Così facendo però tende a reclamizzare oggetti di un desiderio spesso non appagabile, e dunque si fa portavoce non solo di un preciso sistema di valori, ma soprattutto di quell’infelicità tipica di chi sviluppa la coscienza di volere ciò che, per molteplici ragioni, non può avere.

La pubblicità si presenta, riflettendoci un po’ su, anche come un modo per sottrarre a tutti noi ogni giorno la libertà che possediamo, pilotando le nostre scelte senza che ce ne accorgiamo.
Ormai non sfugge a questo fenomeno neanche il settore culturale. Sul “Corriere della Sera” del 3 dicembre scorso, è stato pubblicato un interessante articolo che documentava una stima redatta dal Ministero italiano per i Beni e le attività culturali che vede ai primi posti, con maggior numero di visitatori, tutti quei luoghi direttamente pubblicizzati o reclamizzati in modo indiretto, non esplicito, perché luoghi che sono stati set di film, televisivi o di spot. Un esempio per tutti è il castello di Agliè, ora più noto come il Castello di Rivombrosa, in quanto set della nota fiction “Elisa di Rivombrosa”.
Fino ad un anno fa, questo castello, a quaranta chilometri da Torino, era meta solo di alcuni cultori o specialisti, per i quali era “semplicemente” l’ex- residenza dei Savoia-Carignano, ma da quando è divenuto location delle riprese della fiction-tv che ha visto consumarsi l’amore tormentato tra la bella Elisa Scalzi ed il conte Fabrizio Ristori, è piombato in vetta alle classifiche tra i luoghi più visitati in Piemonte.
E questo sembra non essere un caso isolato.
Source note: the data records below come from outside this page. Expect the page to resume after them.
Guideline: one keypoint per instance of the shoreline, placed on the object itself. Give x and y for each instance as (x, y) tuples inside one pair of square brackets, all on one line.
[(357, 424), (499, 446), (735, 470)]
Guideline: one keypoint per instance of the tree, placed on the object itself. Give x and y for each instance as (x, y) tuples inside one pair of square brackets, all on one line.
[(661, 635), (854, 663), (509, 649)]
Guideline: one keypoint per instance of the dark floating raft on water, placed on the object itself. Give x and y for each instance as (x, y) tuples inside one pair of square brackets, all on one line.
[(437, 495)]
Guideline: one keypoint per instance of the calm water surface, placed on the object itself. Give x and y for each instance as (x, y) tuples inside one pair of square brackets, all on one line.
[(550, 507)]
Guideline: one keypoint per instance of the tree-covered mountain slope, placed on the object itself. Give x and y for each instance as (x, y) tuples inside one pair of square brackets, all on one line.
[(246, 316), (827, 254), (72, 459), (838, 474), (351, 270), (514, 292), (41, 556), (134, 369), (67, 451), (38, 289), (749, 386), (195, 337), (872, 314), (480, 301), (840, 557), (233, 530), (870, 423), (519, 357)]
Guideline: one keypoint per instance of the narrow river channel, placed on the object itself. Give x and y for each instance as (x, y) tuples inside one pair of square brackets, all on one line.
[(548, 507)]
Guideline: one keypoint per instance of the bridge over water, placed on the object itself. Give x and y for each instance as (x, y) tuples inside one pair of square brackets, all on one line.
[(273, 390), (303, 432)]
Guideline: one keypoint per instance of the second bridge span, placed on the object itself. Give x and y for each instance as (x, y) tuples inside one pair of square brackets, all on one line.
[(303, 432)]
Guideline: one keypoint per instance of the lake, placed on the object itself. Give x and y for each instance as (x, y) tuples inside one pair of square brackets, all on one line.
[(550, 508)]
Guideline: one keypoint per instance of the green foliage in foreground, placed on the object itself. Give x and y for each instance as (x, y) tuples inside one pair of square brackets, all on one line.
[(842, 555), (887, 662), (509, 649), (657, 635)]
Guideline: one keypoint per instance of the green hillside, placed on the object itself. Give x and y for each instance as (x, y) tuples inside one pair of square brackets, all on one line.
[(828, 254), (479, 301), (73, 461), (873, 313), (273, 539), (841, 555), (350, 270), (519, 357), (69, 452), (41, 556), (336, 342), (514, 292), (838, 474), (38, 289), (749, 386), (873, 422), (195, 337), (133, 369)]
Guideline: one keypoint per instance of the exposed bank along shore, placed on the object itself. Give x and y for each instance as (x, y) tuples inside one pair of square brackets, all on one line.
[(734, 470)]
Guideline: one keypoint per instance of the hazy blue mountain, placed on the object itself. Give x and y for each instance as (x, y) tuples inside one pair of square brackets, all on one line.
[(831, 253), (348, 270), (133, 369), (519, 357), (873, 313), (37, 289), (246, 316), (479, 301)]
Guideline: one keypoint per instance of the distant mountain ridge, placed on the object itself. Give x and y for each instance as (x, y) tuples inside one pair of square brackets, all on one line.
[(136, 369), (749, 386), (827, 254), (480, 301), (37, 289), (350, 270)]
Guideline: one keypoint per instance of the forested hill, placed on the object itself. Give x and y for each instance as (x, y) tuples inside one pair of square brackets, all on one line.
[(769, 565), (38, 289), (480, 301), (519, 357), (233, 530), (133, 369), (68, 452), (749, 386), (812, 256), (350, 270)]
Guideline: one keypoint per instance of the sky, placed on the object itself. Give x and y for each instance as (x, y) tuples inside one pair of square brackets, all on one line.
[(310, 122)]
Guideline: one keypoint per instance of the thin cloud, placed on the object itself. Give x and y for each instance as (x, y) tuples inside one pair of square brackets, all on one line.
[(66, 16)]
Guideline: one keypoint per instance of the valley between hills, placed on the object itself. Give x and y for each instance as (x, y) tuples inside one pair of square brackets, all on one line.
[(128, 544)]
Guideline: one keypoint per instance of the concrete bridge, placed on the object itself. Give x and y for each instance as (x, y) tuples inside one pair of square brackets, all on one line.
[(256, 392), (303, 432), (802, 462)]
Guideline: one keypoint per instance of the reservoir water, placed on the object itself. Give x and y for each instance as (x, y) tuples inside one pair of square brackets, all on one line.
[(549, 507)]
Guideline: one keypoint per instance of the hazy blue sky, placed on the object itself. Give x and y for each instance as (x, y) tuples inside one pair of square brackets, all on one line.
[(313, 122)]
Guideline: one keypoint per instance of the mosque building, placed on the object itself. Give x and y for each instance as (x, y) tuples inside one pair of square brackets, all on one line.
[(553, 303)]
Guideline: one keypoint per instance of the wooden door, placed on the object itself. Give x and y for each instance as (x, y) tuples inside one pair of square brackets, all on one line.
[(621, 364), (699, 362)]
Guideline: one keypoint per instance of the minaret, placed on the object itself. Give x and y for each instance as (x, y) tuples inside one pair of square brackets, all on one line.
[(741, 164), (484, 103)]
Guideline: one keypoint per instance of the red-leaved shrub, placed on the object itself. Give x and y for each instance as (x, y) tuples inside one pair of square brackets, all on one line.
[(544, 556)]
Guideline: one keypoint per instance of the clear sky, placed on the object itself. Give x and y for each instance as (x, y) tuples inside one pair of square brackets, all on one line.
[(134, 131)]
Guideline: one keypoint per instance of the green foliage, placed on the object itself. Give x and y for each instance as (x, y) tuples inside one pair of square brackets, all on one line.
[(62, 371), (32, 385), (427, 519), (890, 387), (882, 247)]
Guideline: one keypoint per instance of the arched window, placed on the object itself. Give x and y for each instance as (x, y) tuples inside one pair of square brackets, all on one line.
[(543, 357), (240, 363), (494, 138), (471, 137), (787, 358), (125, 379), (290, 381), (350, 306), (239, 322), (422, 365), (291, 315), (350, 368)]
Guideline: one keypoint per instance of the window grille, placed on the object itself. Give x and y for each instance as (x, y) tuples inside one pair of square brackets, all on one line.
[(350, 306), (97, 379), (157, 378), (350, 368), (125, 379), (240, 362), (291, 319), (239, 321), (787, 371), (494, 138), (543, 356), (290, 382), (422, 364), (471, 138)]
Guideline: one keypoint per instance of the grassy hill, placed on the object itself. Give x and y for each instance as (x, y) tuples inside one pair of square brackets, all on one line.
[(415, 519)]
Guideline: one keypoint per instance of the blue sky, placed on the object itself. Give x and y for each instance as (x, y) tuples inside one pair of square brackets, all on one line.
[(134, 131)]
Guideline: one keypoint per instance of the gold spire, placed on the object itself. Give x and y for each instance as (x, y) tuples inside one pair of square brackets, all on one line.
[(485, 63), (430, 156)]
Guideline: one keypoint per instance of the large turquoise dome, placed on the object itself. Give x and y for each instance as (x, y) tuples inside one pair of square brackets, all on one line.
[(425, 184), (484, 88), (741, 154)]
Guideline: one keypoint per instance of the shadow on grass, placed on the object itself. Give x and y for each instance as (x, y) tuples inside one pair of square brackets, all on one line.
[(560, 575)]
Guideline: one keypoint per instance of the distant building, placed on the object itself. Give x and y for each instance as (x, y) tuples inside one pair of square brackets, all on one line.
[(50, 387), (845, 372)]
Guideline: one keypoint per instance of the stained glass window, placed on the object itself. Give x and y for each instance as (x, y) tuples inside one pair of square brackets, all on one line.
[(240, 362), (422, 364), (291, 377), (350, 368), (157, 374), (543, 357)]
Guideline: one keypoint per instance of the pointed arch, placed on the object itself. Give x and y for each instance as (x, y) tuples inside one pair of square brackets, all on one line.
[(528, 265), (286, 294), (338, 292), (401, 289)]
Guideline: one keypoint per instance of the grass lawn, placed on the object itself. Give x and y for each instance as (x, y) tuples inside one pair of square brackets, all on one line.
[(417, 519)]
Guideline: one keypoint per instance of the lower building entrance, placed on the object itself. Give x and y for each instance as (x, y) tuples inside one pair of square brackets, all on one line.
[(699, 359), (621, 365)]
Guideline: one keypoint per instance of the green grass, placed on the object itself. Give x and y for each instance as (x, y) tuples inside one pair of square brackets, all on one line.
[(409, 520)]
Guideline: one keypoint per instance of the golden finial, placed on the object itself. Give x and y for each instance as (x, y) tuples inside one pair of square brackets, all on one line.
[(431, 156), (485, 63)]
Concludendo, ciò su cui si vuole porre l’accento, non è di certo un boicottare la pubblicità o un volerla stupidamente eliminare, ma è un evidenziare gli effetti spesso devastanti di essa, al fine di far riflettere su quanto sembra ormai alla luce della vita di ogni giorno normale, scontato, ovvio, ma che invece nasconde in sé, una forza blanda, sottile, che agisce silenziosa, ma che è capace di forgiare tutto con la sua mano potente ed efficace, come solo uno strumento mediatico sa fare.